同居してる叔父さん、つまり、お母さんの弟に当たる人なんだけど、その人が言ったの。
「さっきスーパーに行ったら、入り口の横に出店があってさ、何売ってるのかと思って見たら、ホタルを売ってたんだよ。でな、そういう店って、がたいのいいニイチャンが店番してると思うだろ?それがさ、そこに座ってたのは、白いパンツスーツを来たいかした女だったんだ」
そういうと、叔父さんは嬉しそうに笑った。叔父さんは、まだ独身だ。

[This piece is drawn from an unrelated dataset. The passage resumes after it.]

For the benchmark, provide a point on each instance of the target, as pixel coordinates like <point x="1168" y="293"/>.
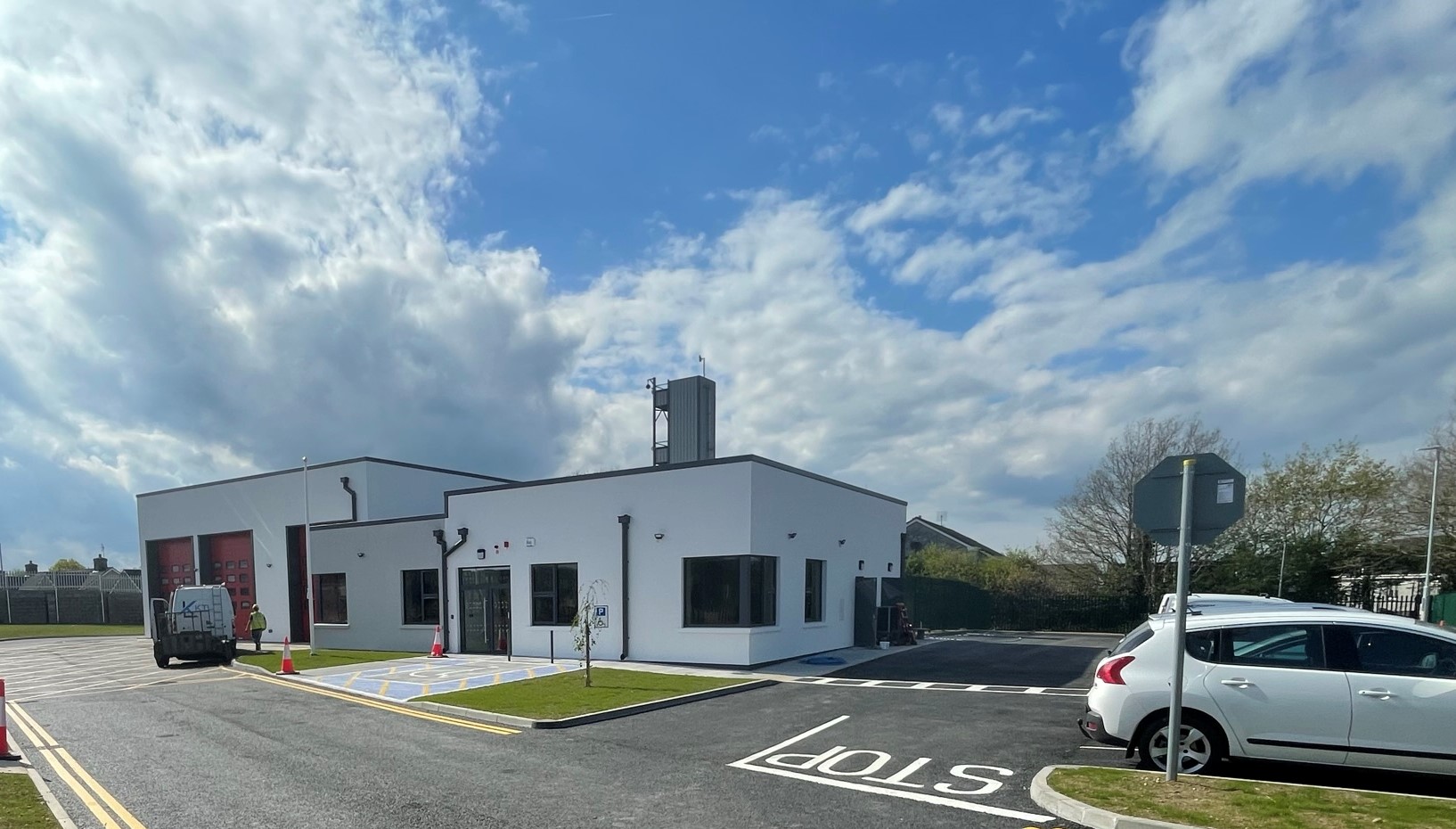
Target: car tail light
<point x="1111" y="670"/>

やっと叔父さんに恋のチャンスが来たのかと、私たちは顔を見合せ笑った。
「ホタル、見たい!」
お姉ちゃんが言うと、叔父さんが案内するように先に隣の部屋に入り、お姉ちゃん、お母さんがその後に続いた。
虫は、ちょっと苦手……。私はそのまま座ってお茶を飲んでいると、おばあちゃんが私の顔を覗きこんできた。
「最近、何か悩んでないかい?」
その優しい笑みを湛えた顔を見て、私はハッとした。
最近、一番の親友と些細なことでケンカしてしまい、学校で話すことも無くなって、寂しかったのだ。
おばあちゃんは、何でも分かってくれる……。お父さんもお母さんもお姉ちゃんも、私の気持ちには気付かなかったけれど。おばあちゃんは、私の味方でいてくれる。おばあちゃんだけは、私の気持ちの変化に気付いてくれる。それが心強くて、嬉しくて、私は泣きそうになったけれど、大きく息を吸い込んで我慢した。私だって、もう小学五年生なんだ。ちょっとやそっとのことでは泣かない!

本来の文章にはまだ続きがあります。